Training Small R1-like Reasoning Models

So DeepSeek just dropped their R1 model and it's kind of a big deal in open-source AI. It shows that we can train near-frontier reasoning models that can actually perform pretty well when trained using very limited hardware and small reasoning datasets. I'm going to walk through how we can recreate that magic "aha moment" by taking a smaller Llama model and fine-tuning it with their technique to produce reasoning traces that exhibit emergent reflection and backtracking behavior. The key ideas are actually pretty straightforward once you break them down.

At the heart of R1's training is Group Relative Policy Optimization (GRPO), which was released earlier this year in a previous paper. Unlike traditional Proximal Policy Optimization, GRPO eliminates the need for a value function model, instead estimating baselines from group scores. This is done by generating multiple outputs for a single prompt and then scoring each of these outputs. The average reward of the generated outputs is used as a baseline. The advantage of each solution within the group is computed relative to this baseline, and then the policy is optimized to maximize the GRPO objective, which includes the calculated advantages and a KL divergence term. This is the core innovation that lead to the breakthrough and shows promise for future models.

The full training of DeepSeek R1 involves a multi-stage approach. It begins with pure reinforcement learning, where the model learns to reason without any prior supervised fine-tuning. This stage produces a model the original papers calls DeepSeek-R1-Zero, which is trained exclusively with RL using rule-based accuracy and format rewards. This initial phase leads to the emergence of reasoning traces in the model's responses without any explicit training on this reasoning structure, which was surprising and impressive result.

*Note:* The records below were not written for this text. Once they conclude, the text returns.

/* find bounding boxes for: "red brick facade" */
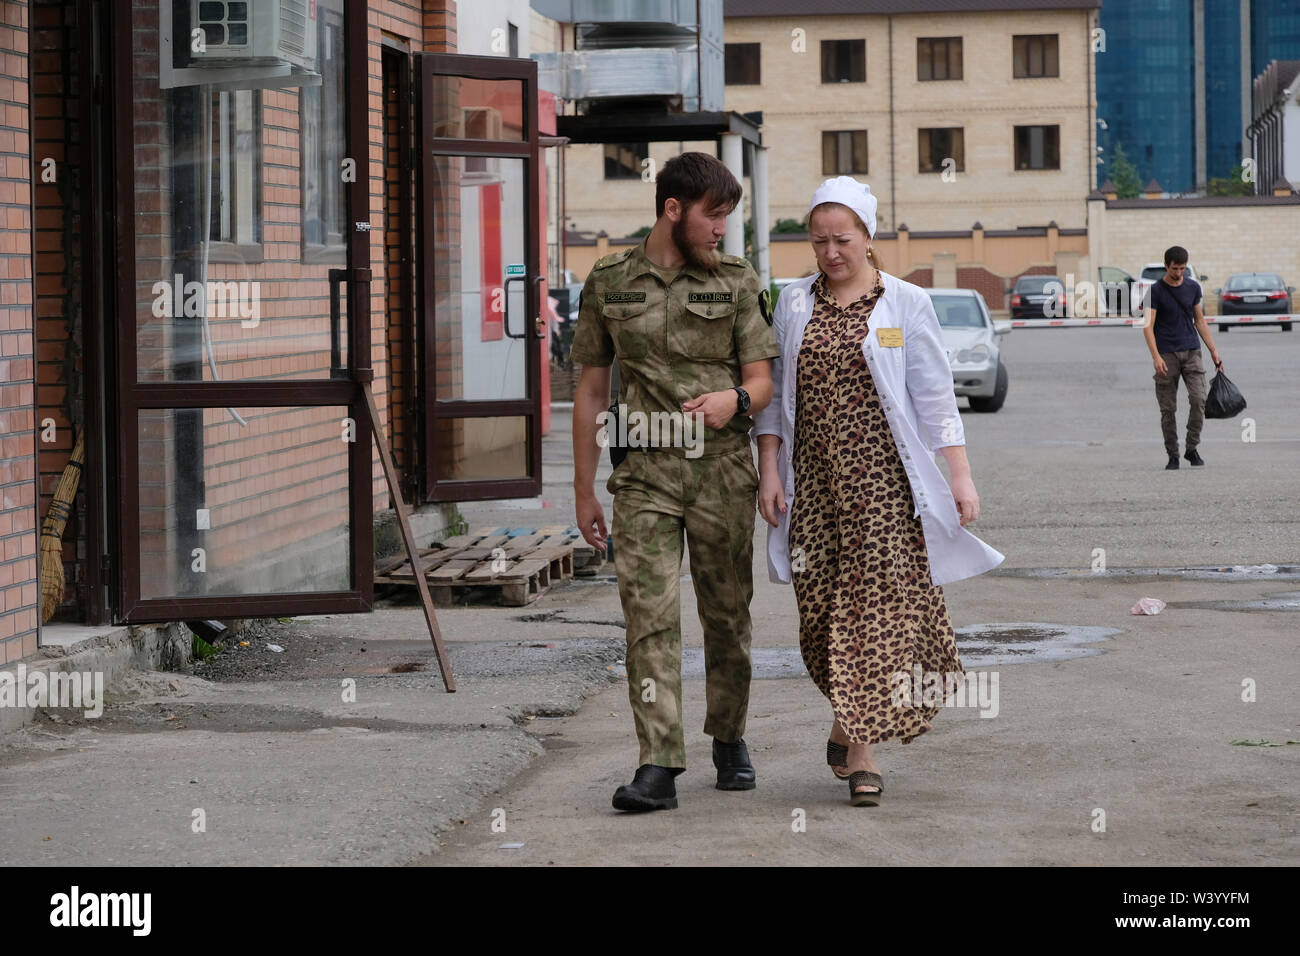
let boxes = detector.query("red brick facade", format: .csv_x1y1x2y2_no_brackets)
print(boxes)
0,0,36,661
0,1,462,644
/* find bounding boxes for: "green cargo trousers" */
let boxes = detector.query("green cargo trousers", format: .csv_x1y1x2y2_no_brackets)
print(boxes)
1155,348,1206,457
607,442,759,768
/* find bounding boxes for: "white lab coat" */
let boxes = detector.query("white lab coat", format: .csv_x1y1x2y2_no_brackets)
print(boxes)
752,270,1005,586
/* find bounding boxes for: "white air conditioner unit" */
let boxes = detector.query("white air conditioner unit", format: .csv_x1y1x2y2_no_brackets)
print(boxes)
189,0,318,72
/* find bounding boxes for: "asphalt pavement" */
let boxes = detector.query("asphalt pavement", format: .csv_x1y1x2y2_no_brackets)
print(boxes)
1,324,1296,865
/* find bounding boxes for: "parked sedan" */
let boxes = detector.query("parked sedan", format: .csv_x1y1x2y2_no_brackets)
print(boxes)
1215,273,1294,331
925,288,1011,412
1008,274,1067,319
1134,261,1206,313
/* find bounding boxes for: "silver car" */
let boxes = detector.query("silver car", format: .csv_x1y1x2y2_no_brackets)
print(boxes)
924,288,1011,412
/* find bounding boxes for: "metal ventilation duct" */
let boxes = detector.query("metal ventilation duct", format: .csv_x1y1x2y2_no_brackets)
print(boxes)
531,0,723,112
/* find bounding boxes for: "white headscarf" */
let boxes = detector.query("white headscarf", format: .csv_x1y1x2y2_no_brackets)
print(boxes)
809,176,878,237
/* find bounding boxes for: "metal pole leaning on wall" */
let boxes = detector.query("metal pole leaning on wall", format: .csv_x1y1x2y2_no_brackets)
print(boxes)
363,381,456,692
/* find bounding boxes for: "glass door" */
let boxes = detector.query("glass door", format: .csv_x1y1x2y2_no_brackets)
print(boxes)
112,0,372,621
417,54,543,503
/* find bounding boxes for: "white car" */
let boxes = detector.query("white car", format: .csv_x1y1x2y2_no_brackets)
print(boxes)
1133,261,1206,314
924,288,1011,412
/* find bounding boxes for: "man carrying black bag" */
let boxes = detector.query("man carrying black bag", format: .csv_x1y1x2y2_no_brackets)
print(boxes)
1142,245,1224,470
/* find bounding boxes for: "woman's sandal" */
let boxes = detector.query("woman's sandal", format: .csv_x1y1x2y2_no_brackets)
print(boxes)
848,770,884,807
827,739,852,780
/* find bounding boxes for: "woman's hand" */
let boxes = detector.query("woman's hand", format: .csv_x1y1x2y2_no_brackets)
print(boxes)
950,473,980,526
757,469,787,528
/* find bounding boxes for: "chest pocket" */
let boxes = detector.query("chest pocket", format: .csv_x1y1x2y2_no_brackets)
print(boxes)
675,299,735,360
602,298,652,362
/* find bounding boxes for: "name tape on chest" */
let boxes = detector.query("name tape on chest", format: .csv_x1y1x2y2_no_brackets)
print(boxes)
876,327,904,348
604,291,646,304
687,292,734,303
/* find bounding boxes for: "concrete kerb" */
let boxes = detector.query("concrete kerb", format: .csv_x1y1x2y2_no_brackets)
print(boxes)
0,621,191,735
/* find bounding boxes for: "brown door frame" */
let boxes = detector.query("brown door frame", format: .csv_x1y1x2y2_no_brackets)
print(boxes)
79,0,112,625
109,1,374,622
416,53,543,503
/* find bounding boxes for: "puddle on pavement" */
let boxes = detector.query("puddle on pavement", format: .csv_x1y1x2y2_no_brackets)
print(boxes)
997,565,1300,583
954,622,1123,667
605,621,1120,680
1165,590,1300,613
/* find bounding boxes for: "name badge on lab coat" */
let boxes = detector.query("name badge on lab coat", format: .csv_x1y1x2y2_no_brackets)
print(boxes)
876,328,903,348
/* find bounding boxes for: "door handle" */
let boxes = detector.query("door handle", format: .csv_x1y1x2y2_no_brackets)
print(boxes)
329,268,346,379
503,275,526,339
533,275,547,338
329,267,373,380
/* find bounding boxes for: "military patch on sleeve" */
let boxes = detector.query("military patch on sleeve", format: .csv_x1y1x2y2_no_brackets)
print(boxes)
687,292,734,303
758,288,772,325
605,291,646,303
593,248,634,270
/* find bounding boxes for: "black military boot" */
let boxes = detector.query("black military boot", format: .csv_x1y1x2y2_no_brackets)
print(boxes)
612,765,683,813
1184,448,1204,466
713,737,756,791
1165,455,1179,470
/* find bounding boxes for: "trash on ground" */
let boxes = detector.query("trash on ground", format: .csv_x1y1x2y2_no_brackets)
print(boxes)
1130,597,1166,615
266,644,284,653
1230,739,1297,747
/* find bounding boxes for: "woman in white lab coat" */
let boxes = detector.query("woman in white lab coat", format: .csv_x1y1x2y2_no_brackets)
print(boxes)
753,177,1003,806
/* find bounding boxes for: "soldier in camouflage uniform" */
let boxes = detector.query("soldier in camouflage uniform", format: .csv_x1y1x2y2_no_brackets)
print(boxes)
570,152,780,812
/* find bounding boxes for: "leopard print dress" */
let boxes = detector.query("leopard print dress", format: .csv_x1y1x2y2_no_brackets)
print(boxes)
789,273,964,746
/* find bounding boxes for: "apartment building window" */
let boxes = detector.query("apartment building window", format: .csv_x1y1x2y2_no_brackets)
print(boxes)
508,22,519,58
605,143,648,180
822,130,868,175
1015,125,1060,169
821,39,866,83
725,43,761,85
917,37,962,81
208,89,263,260
1014,34,1059,77
918,127,965,172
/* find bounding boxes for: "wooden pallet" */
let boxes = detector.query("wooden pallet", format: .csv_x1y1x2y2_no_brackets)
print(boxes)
375,532,579,606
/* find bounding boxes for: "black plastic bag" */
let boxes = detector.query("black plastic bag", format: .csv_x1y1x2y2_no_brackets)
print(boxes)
1204,370,1247,419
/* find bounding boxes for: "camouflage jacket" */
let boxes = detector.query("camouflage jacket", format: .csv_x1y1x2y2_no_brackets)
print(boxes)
569,241,779,447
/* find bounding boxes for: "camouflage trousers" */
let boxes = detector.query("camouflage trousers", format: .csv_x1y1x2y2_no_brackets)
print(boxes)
607,442,759,768
1154,349,1206,457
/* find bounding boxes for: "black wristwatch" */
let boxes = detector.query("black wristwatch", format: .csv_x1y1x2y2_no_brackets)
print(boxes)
732,386,751,415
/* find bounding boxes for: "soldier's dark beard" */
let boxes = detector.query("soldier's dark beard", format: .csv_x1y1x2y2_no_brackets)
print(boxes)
671,216,722,272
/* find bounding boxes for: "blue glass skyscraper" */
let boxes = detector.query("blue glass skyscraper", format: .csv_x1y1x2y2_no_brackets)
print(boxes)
1097,0,1300,194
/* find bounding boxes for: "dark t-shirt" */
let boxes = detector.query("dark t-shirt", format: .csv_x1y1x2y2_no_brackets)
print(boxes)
1149,277,1202,353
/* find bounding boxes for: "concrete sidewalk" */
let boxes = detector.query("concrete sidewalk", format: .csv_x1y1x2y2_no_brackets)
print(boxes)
2,552,1295,865
4,321,1299,864
421,571,1299,865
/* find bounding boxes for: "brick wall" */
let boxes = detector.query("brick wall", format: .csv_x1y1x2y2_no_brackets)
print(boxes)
371,2,463,492
129,0,374,596
30,0,82,620
567,7,1096,239
0,0,37,660
1091,196,1300,309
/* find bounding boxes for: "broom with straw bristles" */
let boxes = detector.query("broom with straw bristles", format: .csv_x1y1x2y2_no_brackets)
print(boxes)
40,431,85,623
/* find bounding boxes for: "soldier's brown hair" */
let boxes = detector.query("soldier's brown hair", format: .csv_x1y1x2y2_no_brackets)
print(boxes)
655,152,743,219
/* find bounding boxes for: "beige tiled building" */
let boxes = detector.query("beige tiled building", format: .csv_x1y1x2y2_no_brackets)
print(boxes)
562,0,1100,240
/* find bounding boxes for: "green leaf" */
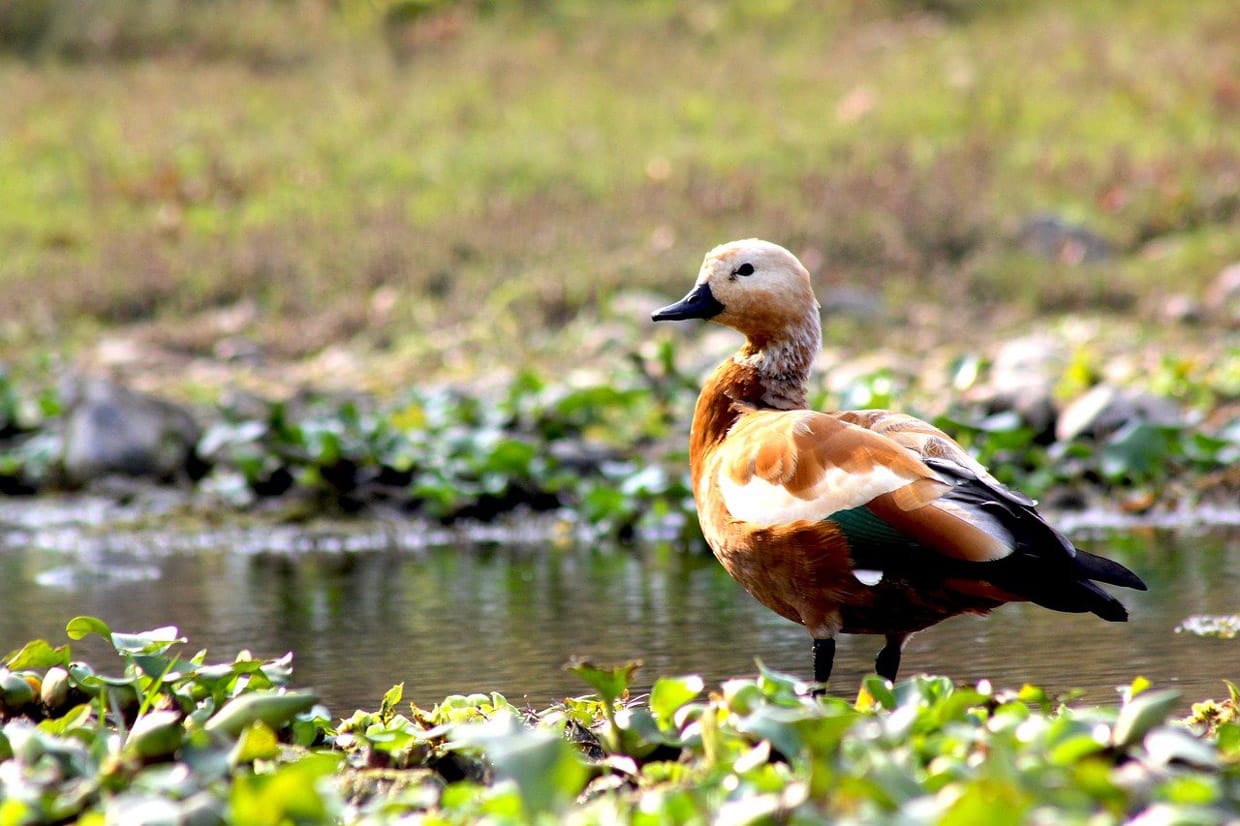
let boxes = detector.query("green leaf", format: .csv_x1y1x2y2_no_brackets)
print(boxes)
1215,722,1240,760
380,683,404,722
1047,733,1107,765
735,704,806,760
564,659,641,706
229,752,342,825
939,779,1030,826
1099,421,1178,481
230,721,281,765
650,675,704,728
861,674,897,711
483,439,537,477
110,627,185,656
1144,728,1219,769
66,616,112,642
205,691,320,737
755,659,804,702
454,716,587,818
5,639,70,671
1112,689,1181,747
1125,675,1153,700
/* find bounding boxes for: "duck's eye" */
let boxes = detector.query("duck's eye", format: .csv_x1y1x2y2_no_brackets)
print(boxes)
734,263,755,277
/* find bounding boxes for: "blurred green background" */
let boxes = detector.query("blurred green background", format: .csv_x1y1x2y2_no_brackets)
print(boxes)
2,0,1237,392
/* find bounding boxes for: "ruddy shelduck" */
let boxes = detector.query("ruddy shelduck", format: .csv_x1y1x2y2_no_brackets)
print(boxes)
652,239,1147,687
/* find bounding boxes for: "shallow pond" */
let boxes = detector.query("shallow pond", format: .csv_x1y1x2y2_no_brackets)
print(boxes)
0,503,1237,715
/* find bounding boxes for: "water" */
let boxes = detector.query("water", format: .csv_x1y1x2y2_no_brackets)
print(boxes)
0,504,1236,716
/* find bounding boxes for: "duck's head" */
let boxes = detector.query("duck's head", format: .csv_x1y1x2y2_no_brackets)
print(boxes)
651,239,819,342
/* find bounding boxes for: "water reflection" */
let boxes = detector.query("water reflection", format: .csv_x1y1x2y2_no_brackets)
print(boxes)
0,518,1236,716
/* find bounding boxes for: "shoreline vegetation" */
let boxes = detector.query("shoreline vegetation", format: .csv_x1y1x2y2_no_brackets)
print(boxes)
1,0,1237,533
1,330,1238,542
2,1,1239,820
0,618,1236,823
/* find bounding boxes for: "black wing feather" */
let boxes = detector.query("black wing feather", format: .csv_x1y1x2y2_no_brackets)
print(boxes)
924,458,1147,621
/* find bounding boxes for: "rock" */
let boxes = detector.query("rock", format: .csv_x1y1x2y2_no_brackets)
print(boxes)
967,335,1064,441
61,377,204,486
1205,262,1240,324
1055,384,1181,443
1017,214,1112,264
1158,293,1205,325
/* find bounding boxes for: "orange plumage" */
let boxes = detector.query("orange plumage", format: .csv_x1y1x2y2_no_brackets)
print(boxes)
652,239,1146,686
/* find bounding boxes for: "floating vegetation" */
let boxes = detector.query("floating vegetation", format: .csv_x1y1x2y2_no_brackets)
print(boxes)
1,620,1238,823
1178,615,1240,640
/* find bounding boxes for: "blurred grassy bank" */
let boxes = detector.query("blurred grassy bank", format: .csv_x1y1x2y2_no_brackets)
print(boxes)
1,0,1238,395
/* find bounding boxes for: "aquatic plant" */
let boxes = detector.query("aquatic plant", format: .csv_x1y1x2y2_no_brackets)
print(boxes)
0,620,1237,823
1,341,1238,535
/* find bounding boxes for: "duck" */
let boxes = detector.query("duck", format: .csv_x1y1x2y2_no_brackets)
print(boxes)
651,239,1147,687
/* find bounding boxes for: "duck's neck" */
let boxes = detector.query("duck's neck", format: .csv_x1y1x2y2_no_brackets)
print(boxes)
688,314,820,482
734,314,820,410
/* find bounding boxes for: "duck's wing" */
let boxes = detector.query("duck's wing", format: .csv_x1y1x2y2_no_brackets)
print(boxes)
834,409,1031,504
711,409,1146,618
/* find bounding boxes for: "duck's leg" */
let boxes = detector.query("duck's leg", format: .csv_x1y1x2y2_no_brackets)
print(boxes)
874,633,907,682
812,637,836,693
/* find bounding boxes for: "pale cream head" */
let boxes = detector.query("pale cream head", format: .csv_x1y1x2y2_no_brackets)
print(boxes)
650,238,824,408
693,238,820,342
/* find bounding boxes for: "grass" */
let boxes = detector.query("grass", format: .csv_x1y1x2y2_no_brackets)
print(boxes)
1,0,1238,393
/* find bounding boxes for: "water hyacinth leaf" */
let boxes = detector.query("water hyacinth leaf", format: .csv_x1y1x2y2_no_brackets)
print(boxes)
483,439,537,477
5,639,69,671
109,627,186,656
939,779,1030,826
39,704,93,736
102,795,181,826
932,686,990,725
611,706,666,756
1124,675,1153,702
205,691,319,737
453,716,587,817
649,675,704,728
259,652,295,685
132,654,188,683
565,659,641,706
1216,723,1240,760
1157,775,1221,806
380,683,404,722
1144,728,1220,769
1176,615,1240,639
66,616,112,642
1099,421,1178,481
1113,689,1181,747
755,660,804,703
735,705,807,760
229,752,343,826
860,674,897,711
1047,732,1108,766
230,721,281,765
124,710,184,760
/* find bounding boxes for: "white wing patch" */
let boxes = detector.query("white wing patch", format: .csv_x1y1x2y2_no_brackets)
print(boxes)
718,464,913,527
853,569,884,586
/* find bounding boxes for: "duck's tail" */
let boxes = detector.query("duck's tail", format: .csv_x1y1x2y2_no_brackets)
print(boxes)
1017,547,1147,622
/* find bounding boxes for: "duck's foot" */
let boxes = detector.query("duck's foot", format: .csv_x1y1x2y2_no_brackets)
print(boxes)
812,638,835,695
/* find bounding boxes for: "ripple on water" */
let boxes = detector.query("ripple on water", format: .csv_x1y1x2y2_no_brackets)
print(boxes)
35,563,163,589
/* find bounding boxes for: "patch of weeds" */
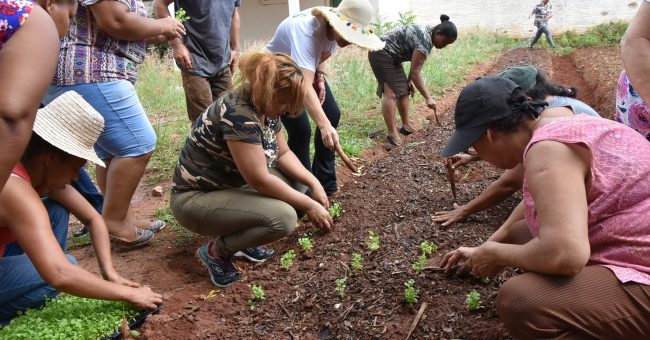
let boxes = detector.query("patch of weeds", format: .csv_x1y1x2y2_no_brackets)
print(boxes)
367,230,380,252
404,279,419,305
298,236,313,252
248,285,265,310
466,289,482,311
67,233,91,250
411,254,427,274
553,20,627,55
0,295,139,339
350,253,363,272
280,250,296,270
420,241,438,257
335,278,347,299
327,202,343,219
154,206,194,245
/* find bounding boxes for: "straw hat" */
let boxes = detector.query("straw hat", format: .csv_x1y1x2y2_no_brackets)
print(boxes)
34,91,105,167
311,0,385,51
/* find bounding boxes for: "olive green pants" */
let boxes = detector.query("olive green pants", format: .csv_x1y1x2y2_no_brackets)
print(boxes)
170,169,306,256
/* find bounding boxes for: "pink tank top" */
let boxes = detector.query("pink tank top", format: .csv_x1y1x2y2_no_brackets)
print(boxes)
0,163,31,256
523,115,650,285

Using only question and answer pairs, it is possible to generate Chain-of-Thought reasoning from scratch by leveraging GRPO. This approach allows us to bootstrap the reasoning process, which means creating the reasoning trace without needing a large dataset with explicit step-by-step solutions. The process begins with a model that might not initially exhibit reasoning, but through GRPO and rule-based reward functions, it learns to generate intermediate steps that reveal part of the thought process. Instead of relying on human-annotated CoT data, the model generates multiple outputs for a single question and is rewarded for both its accuracy and correct formatting. By iteratively refining its outputs based on these rewards, the model learns to self-generate reasoning traces and self-improve its problem-solving abilities. This is a big step towards the so-called "reasoning data flywheel" that many people have been hypothesizing about for several years now.

The model's responses follow a specific XML structure - first providing its reasoning steps within <reasoning>...</reasoning> tags, followed by the final answer within <answer>...</answer> tags. The goal of this training is to enable the model to develop self-verification and search abilities autonomously, with clear separation between its reasoning process and final answer.

The original DeepSeek R1 paper describes two rule-based reward functions used to train the model: a format reward and an accuracy reward.

Format Reward: This reward function checks if the generated text has the correct format, specifically whether the reasoning steps are enclosed in <reasoning>...</reasoning> tags and the final answer in <answer>...</answer> tags. The format reward assigns a score of 1.0 if the format is correct, and 0.0 otherwise.
Accuracy Reward: This reward function evaluates the mathematical correctness of the generated equation within the <answer> tags. It extracts the equation from the <answer> tag, checks if all the provided numbers are used exactly once, and evaluates the equation. If the equation is correct and matches the target number, the reward is 1.0; otherwise, it is 0.0.

Following this, the model undergoes additional SFT and RL stages, using the R1-Zero output to generate "cold-start" SFT data for instruction fine-tuning and further RL training. After the additional RL stage, the model undergoes another round of SFT data collection. In this phase, the most recent model checkpoint is used to generate 600K CoT SFT examples which are then used to train the model on the reasoning traces.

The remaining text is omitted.